Wege, die wir gehen – oder auch besser nicht
Von rechts nach Krieg
30.4.24
„Je älter ich werde, desto öfter denke ich über die verworrenen Wege nach, die der Mensch geht, und wie es wohl kommen mag, dass er diesen einschlägt und jenen nicht. Was die Amerikaner als Background bezeichnen – soziale Herkunft, Veranlagung, elterliches Vorbild – dürfte die generelle Richtung dieser Wege bestimmen; aber immer wieder stößt er dabei auf neue Wegscheiden, und wer will sagen, ob es ganz und gar der eigene Wille ist, der ihn veranlasst, sich hierhin zu wenden oder dorthin, oder ob nicht doch der Finger eines Anderen ihm sacht auf die Schulter tippte? Und einmal gesetzt der Fall, dass der Mensch tatsächlich sein Schicksal mit eigenen Händen lenkt, inwieweit tut er es durchaus mit Vorbedacht? Und welche Momente sind es, die ihn im Augenblick der Entscheidung bewegen? War es ein Impuls, fehlgelenkt oder auch völlig richtig gesteuert, von einer Hirnzelle zur nächsten? Oder ein Blick, eine plötzliche Sympathie, ein Einfall aus unbekannter Quelle? Oder wieder nur der pure Zufall, den die Gottgläubigen so gerne begreifen als Willen eines Höheren?

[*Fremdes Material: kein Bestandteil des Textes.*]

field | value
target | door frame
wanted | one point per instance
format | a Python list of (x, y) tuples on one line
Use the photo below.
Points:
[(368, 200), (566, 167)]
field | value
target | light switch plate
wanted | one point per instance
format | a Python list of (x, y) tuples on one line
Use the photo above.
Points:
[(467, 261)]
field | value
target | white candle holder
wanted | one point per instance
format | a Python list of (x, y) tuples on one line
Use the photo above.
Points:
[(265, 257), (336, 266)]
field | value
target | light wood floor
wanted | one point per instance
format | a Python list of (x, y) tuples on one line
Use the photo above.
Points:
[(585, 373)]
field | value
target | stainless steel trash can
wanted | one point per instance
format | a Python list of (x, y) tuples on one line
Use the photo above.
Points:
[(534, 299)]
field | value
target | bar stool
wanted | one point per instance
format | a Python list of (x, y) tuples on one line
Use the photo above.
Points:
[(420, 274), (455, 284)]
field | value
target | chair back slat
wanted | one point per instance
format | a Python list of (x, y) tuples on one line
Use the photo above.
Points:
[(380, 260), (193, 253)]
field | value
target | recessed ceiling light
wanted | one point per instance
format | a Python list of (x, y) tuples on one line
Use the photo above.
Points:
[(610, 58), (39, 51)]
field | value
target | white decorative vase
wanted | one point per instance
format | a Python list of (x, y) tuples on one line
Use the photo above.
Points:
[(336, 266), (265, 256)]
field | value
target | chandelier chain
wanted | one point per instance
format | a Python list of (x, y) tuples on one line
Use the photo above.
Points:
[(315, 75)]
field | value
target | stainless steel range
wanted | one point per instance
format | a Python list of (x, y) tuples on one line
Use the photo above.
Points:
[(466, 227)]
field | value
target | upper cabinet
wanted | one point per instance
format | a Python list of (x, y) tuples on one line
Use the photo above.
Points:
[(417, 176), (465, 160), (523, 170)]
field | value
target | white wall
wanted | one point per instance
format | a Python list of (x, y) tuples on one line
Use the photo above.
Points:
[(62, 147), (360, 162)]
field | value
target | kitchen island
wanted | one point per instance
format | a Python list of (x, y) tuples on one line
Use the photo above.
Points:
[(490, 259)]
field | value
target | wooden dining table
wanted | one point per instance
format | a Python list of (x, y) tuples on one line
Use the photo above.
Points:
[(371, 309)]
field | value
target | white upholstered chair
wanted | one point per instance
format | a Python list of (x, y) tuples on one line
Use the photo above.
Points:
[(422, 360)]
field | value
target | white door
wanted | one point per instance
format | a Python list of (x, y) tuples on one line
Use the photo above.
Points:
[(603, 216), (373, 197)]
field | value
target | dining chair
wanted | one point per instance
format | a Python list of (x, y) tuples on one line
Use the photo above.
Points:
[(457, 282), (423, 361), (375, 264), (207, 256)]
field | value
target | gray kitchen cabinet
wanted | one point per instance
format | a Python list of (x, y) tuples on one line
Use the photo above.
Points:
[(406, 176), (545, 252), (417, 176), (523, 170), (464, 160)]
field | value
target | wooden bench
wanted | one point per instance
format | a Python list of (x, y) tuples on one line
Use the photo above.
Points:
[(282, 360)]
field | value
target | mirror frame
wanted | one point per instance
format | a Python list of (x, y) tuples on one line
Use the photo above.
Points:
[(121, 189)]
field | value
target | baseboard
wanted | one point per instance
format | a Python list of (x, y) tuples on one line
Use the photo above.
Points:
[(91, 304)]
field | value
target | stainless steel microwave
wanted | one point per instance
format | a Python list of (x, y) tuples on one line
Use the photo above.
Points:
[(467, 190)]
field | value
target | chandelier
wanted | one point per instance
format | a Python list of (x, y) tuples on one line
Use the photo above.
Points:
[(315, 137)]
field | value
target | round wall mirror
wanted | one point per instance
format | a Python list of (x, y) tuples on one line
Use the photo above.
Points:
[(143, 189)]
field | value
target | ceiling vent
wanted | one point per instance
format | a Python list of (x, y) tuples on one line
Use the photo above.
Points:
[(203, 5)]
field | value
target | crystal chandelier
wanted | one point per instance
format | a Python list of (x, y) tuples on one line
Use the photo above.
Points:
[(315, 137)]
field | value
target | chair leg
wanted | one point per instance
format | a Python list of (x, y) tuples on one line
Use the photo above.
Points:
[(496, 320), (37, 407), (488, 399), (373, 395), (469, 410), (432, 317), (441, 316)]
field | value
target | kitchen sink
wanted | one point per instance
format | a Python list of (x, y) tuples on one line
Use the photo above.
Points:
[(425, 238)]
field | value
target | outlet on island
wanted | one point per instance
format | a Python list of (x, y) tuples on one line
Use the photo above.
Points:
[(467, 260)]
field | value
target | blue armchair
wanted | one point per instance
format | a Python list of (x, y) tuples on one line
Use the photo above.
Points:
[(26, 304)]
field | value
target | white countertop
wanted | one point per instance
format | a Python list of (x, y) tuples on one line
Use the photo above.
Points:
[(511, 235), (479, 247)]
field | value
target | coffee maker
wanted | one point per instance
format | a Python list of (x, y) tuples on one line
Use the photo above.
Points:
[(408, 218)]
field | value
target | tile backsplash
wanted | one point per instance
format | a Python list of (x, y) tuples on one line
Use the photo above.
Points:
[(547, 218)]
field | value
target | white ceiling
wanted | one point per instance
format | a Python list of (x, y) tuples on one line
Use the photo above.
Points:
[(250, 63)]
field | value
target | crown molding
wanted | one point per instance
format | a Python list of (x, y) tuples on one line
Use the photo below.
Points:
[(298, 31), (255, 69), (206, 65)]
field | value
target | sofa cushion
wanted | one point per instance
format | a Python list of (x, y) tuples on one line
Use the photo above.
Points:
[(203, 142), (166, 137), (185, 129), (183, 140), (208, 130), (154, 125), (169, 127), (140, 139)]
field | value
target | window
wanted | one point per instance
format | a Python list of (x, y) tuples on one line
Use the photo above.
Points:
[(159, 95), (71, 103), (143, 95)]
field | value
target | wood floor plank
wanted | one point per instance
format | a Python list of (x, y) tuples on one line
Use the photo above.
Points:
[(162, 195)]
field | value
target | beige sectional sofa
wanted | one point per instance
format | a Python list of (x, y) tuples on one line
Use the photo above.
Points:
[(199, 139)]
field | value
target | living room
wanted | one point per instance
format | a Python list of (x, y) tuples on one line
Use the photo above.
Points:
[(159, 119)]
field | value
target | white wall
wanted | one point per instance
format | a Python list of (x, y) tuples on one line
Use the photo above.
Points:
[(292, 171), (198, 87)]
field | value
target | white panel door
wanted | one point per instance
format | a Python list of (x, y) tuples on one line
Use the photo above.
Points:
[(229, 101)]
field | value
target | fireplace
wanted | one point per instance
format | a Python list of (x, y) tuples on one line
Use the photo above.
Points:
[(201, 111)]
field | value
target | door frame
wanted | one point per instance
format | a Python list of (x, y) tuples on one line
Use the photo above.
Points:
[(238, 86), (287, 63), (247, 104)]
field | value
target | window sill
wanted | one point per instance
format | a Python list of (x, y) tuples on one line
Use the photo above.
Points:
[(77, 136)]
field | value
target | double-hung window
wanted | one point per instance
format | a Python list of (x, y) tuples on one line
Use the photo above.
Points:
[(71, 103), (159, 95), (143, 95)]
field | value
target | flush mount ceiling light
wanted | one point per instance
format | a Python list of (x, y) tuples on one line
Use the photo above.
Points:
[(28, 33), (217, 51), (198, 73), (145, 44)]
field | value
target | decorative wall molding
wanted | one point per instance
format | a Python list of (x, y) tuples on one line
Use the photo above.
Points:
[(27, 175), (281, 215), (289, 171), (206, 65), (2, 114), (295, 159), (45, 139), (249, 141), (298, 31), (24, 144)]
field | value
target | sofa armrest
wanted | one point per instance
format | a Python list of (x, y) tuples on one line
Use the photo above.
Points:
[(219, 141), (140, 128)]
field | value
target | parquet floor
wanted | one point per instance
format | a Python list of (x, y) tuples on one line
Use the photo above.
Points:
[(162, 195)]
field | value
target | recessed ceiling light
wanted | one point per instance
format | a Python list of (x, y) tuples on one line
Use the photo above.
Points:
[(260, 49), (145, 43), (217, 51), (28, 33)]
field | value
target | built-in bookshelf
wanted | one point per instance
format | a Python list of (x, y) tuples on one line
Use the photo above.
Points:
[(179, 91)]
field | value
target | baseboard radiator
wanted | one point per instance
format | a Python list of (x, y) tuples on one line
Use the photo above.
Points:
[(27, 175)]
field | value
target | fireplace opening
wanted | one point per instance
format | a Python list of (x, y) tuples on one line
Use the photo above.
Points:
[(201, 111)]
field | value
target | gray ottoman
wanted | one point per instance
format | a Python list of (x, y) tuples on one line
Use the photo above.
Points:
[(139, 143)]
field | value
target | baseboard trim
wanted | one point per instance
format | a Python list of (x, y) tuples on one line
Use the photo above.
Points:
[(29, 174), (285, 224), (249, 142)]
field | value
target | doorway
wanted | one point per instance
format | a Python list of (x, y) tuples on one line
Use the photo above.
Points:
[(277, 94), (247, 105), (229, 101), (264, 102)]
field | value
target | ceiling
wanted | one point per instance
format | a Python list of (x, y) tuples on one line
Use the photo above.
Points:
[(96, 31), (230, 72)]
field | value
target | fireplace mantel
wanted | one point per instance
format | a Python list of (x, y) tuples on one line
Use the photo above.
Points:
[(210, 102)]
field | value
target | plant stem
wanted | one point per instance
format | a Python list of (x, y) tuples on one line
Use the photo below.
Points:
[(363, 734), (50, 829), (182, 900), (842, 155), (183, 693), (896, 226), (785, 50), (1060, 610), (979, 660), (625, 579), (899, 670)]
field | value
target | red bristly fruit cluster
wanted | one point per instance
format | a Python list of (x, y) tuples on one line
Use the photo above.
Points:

Hätte sich, um ein Beispiel zu nehmen, der junge Flieg an diesem Morgen entschieden, beim Frühstück nicht die Zeitung zu studieren, sondern sein Schulbuch, er wäre nie auf die Nachricht gestoßen, dass die Generalität der Reichswehr eine Anzahl ihrer Offiziere als Instrukteure der Kuomintang-Armee nach China zu entsenden beabsichtige; und wäre ihm, nachdem er während der ersten Schulstunde des weiteren über die Sache nachgedacht hatte, in der zweiten nicht der ziemlich banale Reim >exportieren – Offizieren< eingefallen, so hätte er sich wohl kaum entschlossen, ein ganzes Gedicht zu dem Thema unter der Schulbank zu schreiben und hätte dies Gedicht auch nicht während des protestantischen Religionsunterrichts in der dritten Stunde, von dem er dispensiert war, zur Redaktion der Chemnitzer Volksstimme getragen und wäre somit auch nicht der Mittelpunkt eines politischen Provinzskandals geworden, in dessen Folge er gezwungen war, Deutschland bereits im März 1933 zu verlassen; vielmehr wäre er im Lande geblieben wie andere seinesgleichen und hätte mit großer Wahrscheinlichkeit als Wölkchen über Auschwitz geendet.“
Was Stefan Heym hier beschreibt, geschah ihm, dem 18jährigen Oberschüler mit richtigem Namen Helmut Flieg und Jude, im Jahr 1931 kurz vor seinem Abitur, das an dieser Schule nicht mehr möglich war. Seine Mitschüler verprügelten ihn am nächsten Tag, was er als von 'außen gesteuert' erkannte, da seine Mitschüler nicht die typischen Leser der Chemnitzer Volksstimme waren („denn welcher Chemnitzer Gymnasiast las schon ein Arbeiterblatt wie die Volksstimme“). Die Sozialdemokraten, die in Dresden regierten, empfahlen dem Jungen die Schule zu verlassen und die Nationalsozialisten organisierten eine Versammlung in einer Gaststätte, die sehr zahlreich besucht wurde und Redner mit Rang und Namen auftraten. Unter Beifall und Schmährufen wurde gefordert, dass er niemals ein deutsches Abitur machen und an einer deutschen Hochschule studieren dürfe und „die Landtagsfraktion der Nationalsozialistischen Deutschen Arbeiterpartei möge dafür eintreten, dass der Primaner Flieg von der Schule entfernt und verhindert wird, an einer deutschen Schule ein Abiturientenexamen abzulegen. Von sich aus fügte die Redaktion des Chemnitzer Tageblatts hinzu, sie hoffe, dass durch diesen Abend der Staatsanwalt auf den Fall Flieg aufmerksam geworden sei; es gäbe ja das Republikschutzgesetz.......).